[Cbe-oss-dev] [PATCH] spu preemptive scheduling problems

Wed Mar 21 01:47:13 EST 2007

On Tue, 2007-03-20 at 15:11 +0100, Christoph Hellwig wrote:
> On Mon, Mar 19, 2007 at 11:23:32PM -0300, luke wrote:
> > This patch solves a couple of problems with the new runqueue management
> > code introduced with the preemptive spu scheduler.  spu_prio_wait
> > atomically puts the current thread to sleep on the ctx->stop_wq after
> > having placed the context on the runqueue. This is done by overlapping
> > the context and runqueue locks in sleep path, so that spu_reschedule()
> > can perform the wakeup with just the runqueue lock. Both operations need
> > to be done atomically in the sleep path, so that the wakeup is
> > guaranteed to result in the scheduling of the controlling thread. 
> 
> The changes to spu_activate look good to me.   We did have a race here
> before that this fixed.

ok.

> 
> > The second problem fixed by this patch involves a mismatch in runqueue
> > operations in the spu_prio_wait() and spu_reschedule(). The former adds
> > the ctx onto the runqueue before sleeping and removes it after waking.
> > The latter also removes the ctx from the runqueue, but it shouldn't as
> > that results in a double removal.
> 
> We check carefully for a double removal:
> 
> static void __spu_del_from_rq(struct spu_context *ctx, int prio)
> {
> 	if (!list_empty(&ctx->rq))	<-- only if it's still on the rq
> 		list_del_init(&ctx->rq);<-- then delete it
> 	if (list_empty(&spu_prio->runq[prio]))		 <-- if rq now empty
> 		clear_bit(ctx->prio, spu_prio->bitmap);  <-- clear bit
> }
> 
> I put in the call to __spu_del_from_rq to fix a recent problem.  The
> issue here is that we want to remove the thread from the runqueue
> atomically with the wake_up, to avoid spurious wakeups completely.
> It will also be needed to implement your asynchronous spu_activate
> optimization later on.

ok.   

> 
> > The third problem fixed by this patch is really a performance
> > optimization.  I changed spe_deactivate() to return an integer so 
> > that the caller is told whether another context was actually scheduled
> > or not.  This enables spu_yield to be smarter about calling yield.
> 
> The right fix here is to remove the yield completely.  yield has
> very undefined semantics and basically let the OS starve this thread
> as long as it wishes.  I can only guess why it was added in the spufs
> code long ago, but it does not serve any purpose today.  Where it's
> called we exit from spu_run to userspace.  It slows down retuning to
> the calling ppu userspace thread a lot in case it happens, and it
> doesn't buy us anything from the spu scheduler side.  I've been running
> with a patch to totally remove it for a while and plan to put it in
> as soon as we're done with SDK2.1.

I agree it is not needed or desirable. 

> 
> > 
> > I have tested this patch in a limited way.  I wrote a testcase that
> > creates 32 contexts and then schedules them, so that there are 
> > lots of runqueue operations, timeslicing, context switches.
> > yielding, ...
> > 
> > I think this patch may fix a recently reported bug, where a DSI occurs
> > when yielding.  At least that is the defect that drove these changes.
> 
> What does DSI stand for?
> 

data storage interrupt.  I was talking about defect 32882.  I don't know
if it will fix this problem, but I noticed the window between the sleep
and wakeup code cited in the first problem above.  

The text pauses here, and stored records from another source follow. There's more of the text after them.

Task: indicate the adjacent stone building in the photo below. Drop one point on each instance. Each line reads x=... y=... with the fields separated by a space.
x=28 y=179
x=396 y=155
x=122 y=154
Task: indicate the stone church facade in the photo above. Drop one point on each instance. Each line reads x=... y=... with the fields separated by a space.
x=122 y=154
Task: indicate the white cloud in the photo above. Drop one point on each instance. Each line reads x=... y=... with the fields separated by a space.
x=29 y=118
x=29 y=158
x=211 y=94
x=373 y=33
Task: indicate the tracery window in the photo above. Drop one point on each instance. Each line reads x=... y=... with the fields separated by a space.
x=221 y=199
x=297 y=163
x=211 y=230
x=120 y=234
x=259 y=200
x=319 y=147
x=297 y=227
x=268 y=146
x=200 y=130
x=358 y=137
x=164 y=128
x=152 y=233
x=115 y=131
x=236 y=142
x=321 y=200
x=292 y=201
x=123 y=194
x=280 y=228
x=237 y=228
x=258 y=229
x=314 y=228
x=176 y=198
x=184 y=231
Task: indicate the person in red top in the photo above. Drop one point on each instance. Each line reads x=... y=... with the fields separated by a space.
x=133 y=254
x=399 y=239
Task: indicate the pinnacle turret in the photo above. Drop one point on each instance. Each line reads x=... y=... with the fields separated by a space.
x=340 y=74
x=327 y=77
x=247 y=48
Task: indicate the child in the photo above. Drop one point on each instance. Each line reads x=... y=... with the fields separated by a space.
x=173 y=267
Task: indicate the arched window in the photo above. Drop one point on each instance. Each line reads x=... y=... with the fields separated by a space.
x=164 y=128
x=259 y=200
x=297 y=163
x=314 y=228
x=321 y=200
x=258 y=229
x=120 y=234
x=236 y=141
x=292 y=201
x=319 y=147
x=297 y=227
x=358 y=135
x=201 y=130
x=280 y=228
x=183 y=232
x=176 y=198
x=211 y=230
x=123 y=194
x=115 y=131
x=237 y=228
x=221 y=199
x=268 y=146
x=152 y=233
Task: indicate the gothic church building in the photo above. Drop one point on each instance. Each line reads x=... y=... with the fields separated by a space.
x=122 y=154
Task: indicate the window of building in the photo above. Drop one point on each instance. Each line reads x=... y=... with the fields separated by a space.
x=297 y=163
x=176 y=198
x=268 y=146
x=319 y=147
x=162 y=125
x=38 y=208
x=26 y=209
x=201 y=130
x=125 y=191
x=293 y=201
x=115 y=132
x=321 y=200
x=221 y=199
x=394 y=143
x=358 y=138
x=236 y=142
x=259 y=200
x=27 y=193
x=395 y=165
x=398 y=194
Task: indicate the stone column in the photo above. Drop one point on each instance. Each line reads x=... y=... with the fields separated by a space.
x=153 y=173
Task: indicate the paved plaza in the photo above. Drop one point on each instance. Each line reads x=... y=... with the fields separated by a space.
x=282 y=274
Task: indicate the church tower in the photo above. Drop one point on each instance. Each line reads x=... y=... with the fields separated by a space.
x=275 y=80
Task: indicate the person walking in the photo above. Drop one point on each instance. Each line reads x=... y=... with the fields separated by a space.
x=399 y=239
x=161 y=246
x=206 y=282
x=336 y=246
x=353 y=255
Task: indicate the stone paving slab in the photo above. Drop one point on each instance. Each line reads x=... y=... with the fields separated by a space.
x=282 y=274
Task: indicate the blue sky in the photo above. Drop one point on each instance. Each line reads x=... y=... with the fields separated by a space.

Can you check if this fixes that defect? 

> 
> Also there are some other changes in the patch:
> 
>  - spelling fixes.  Obviously fine and nice to have.
>  - removal of the prio argument to __spu_del_from_rq.  Also
>    obviously okay.
>  - remove of the memory barrier in __spu_add_to_rq.  This should
>    be fine because spin_unlock implies a memory barrier and it's
>    called just after __spu_add_to_rq.
agreed.

so what is the next step?  I think that the locking change mentioned 
above should be put into sdk 2.1.  Changing the return code for
spu_deactivate() is probably not worth it given that you are
contemplating eliminating spu_yield().  I think that would be worth
doing in SDK 2.1.  

regards,
Luke